Créditos da Imagem: LuSEE-Night a bordo do módulo de pouso Blue Ghost 2 Laboratório Nacional de Brookhaven
Radioastrônomos anseiam por silêncio, então o primeiro radiotelescópio fora do planeta está a caminho de um lugar verdadeiramente silencioso: o hemisfério oculto da Lua. O LuSEE-Night pousará no lado oculto da Lua, usando sua massa para bloquear as ondas de rádio da Terra.
Revolucionando a Astronomia por Meio de Ondas de Rádio
A radioastronomia transformou nossa visão do cosmos, revelando pulsares, quasares, buracos negros e o brilho residual do Big Bang. No entanto, espionar o universo a partir da Terra é extremamente difícil. Além de transmissões e redes móveis, motores, micro-ondas, raios, GPS, reflexos ionosféricos e até dejetos de pássaros poluem as ondas de rádio.
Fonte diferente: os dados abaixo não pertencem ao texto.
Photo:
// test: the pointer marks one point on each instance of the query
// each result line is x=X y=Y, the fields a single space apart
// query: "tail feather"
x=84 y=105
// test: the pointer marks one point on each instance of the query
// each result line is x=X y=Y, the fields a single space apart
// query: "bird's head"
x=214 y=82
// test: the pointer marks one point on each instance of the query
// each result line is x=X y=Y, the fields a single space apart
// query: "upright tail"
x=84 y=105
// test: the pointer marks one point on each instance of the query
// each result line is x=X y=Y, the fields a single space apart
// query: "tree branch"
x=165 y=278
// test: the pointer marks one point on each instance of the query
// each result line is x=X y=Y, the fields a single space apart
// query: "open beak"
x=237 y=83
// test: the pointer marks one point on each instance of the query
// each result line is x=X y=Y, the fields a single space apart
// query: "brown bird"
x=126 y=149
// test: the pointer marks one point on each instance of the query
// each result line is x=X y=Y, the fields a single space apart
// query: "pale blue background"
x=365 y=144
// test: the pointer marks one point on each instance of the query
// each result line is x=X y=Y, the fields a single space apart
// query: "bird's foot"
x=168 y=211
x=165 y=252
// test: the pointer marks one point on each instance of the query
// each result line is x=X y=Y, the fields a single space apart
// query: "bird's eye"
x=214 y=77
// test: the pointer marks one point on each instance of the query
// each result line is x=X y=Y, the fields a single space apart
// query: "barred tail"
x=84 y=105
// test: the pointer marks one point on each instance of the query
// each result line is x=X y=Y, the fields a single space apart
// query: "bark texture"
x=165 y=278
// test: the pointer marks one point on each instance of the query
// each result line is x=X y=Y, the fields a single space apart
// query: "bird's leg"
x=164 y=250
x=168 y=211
Engenheiros combatem esse ruído com filtros digitais e construindo observatórios em santuários remotos como Goonhilly (Reino Unido) ou em zonas de “silêncio radioelétrico” legalmente protegidas nos Estados Unidos, África do Sul, Austrália e Brasil. Mesmo lá, o barulho é alto demais para os sussurros mais tênues do cosmos.
Assim, pesquisadores do Laboratório Nacional Brookhaven do Departamento de Energia dos EUA, em parceria com a NASA, a Universidade da Califórnia-Berkeley e o Laboratório Lawrence Berkeley, decidiram se mudar para o local mais silencioso que conseguiram encontrar: o lado oculto da Lua, onde 7,3×10¹⁹toneladas de rocha bloqueiam o ruído de rádio da Terra.
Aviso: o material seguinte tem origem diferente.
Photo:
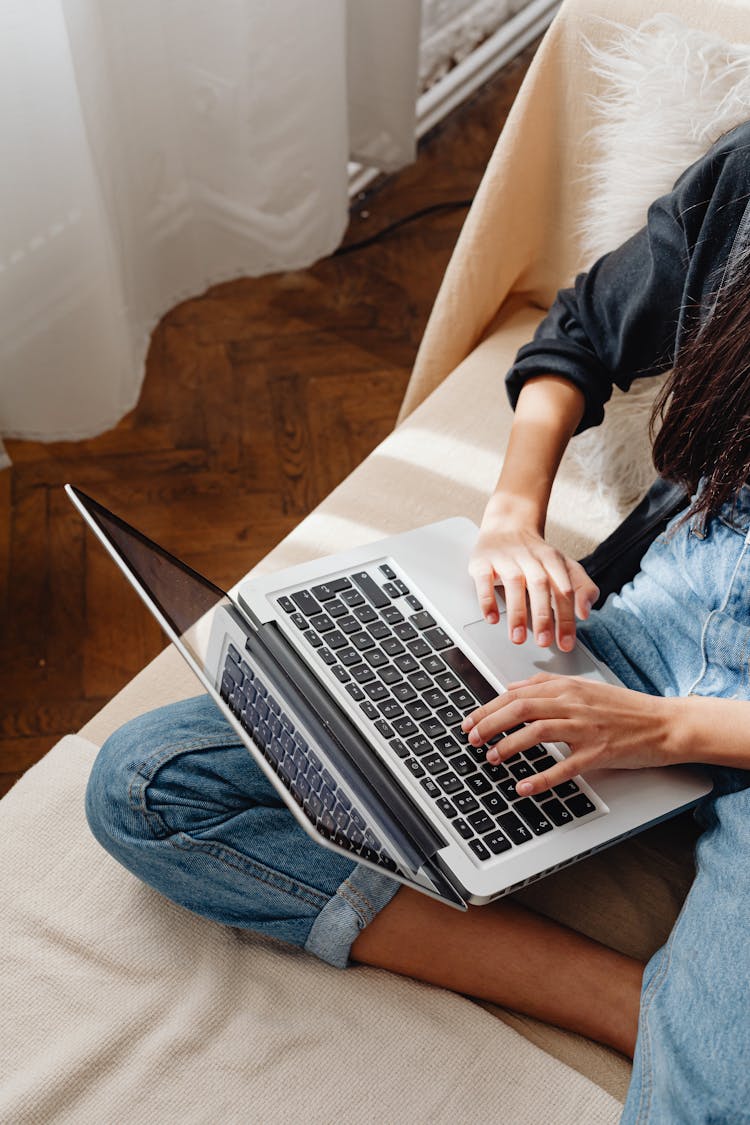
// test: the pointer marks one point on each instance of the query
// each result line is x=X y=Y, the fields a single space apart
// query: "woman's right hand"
x=512 y=552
LuSEE-Night: A Missão Pathfinder
A primeira aventura é o Pathfinder LuSEE-Night. Programado para ser lançado no módulo de pouso BlueGhost2 da Firefly Aerospace ainda este ano ou no início do próximo, o LuSEE-Night provará que um radiotelescópio remoto e autônomo pode sobreviver na Lua e transmitir dados científicos sólidos.

Créditos da imagem: Diagrama do LuSEE-Night Laboratório Nacional de Brookhaven
O instrumento em forma de cubo (cerca de 1 × 1 × 0,7 m) capta ondas de 0,1 a 50 MHz com um receptor de 50 MHz de quatro canais e um espectrômetro de rádio. Quatro monopolos de mola helicoidal de berílio-cobre de 3 m se desdobram em dois dipolos ortogonais, abrangendo aproximadamente 6 m de ponta a ponta. A estrutura da antena pode girar — tanto para mirar em áreas específicas do céu quanto para se calibrar em relação ao ambiente eletromagnético local. Um orbitador lunar transmitirá códigos de teste para o ajuste fino do sistema.
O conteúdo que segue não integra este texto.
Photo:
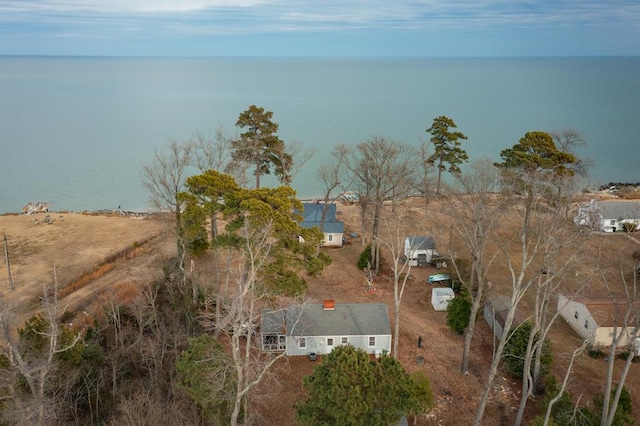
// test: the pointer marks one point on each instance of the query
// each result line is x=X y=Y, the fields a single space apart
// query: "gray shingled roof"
x=619 y=209
x=347 y=319
x=312 y=214
x=422 y=243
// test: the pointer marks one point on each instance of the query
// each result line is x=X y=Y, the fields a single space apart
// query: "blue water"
x=75 y=131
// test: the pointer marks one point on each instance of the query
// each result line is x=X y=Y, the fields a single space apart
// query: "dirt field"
x=77 y=245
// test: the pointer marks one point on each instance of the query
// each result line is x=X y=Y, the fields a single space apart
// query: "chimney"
x=329 y=305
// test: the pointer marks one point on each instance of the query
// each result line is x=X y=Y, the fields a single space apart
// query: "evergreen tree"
x=447 y=148
x=260 y=145
x=458 y=312
x=516 y=347
x=350 y=388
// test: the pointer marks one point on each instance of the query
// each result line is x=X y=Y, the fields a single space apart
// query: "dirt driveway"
x=78 y=244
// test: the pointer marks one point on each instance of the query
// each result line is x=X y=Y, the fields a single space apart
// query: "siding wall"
x=318 y=344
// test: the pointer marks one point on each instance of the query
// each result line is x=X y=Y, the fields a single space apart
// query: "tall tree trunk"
x=468 y=334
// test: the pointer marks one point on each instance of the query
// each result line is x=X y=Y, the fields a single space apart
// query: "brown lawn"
x=77 y=245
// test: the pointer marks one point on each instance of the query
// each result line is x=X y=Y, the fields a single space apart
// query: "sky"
x=356 y=28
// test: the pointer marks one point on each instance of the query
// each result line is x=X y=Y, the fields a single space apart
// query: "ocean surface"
x=74 y=131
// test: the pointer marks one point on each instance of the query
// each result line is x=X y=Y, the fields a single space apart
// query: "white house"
x=608 y=216
x=318 y=328
x=440 y=297
x=419 y=251
x=597 y=318
x=332 y=228
x=496 y=309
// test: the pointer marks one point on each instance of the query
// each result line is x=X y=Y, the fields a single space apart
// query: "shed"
x=608 y=216
x=496 y=309
x=440 y=297
x=332 y=228
x=596 y=318
x=318 y=328
x=420 y=251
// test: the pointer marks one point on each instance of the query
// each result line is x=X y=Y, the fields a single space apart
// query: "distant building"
x=496 y=309
x=598 y=318
x=318 y=328
x=332 y=228
x=420 y=251
x=608 y=216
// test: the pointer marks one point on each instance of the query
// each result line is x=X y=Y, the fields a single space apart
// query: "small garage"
x=440 y=297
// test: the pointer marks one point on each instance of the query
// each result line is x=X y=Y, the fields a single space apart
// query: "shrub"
x=364 y=261
x=325 y=258
x=314 y=266
x=516 y=347
x=629 y=226
x=458 y=313
x=596 y=353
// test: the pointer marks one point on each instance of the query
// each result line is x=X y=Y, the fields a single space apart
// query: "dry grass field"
x=94 y=255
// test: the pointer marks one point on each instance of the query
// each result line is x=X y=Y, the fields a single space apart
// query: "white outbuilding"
x=440 y=297
x=420 y=251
Créditos da imagem: Local de pouso planejado do LuSEE-Night Laboratório Nacional de Brookhaven
A vida lunar é rigorosa, então o LuSEE-Night carrega um escudo térmico que reflete o sol e uma robusta bateria de íons de lítio de 40 kg (6,5–7,16 kWh). Essa bateria alimenta aquecedores durante a noite lunar de duas semanas, quando as temperaturas despencam para -173 °C.
Supondo que um satélite retransmissor, ainda sem nome, mantenha o link de dados aberto, o experimento poderá operar por até 18 meses. Se for bem-sucedido, os astrofísicos poderão um dia esculpir uma cratera inteira do lado oculto em um prato tão enorme que o antigo Observatório de Arecibo pareceria um walkie-talkie de brinquedo em comparação.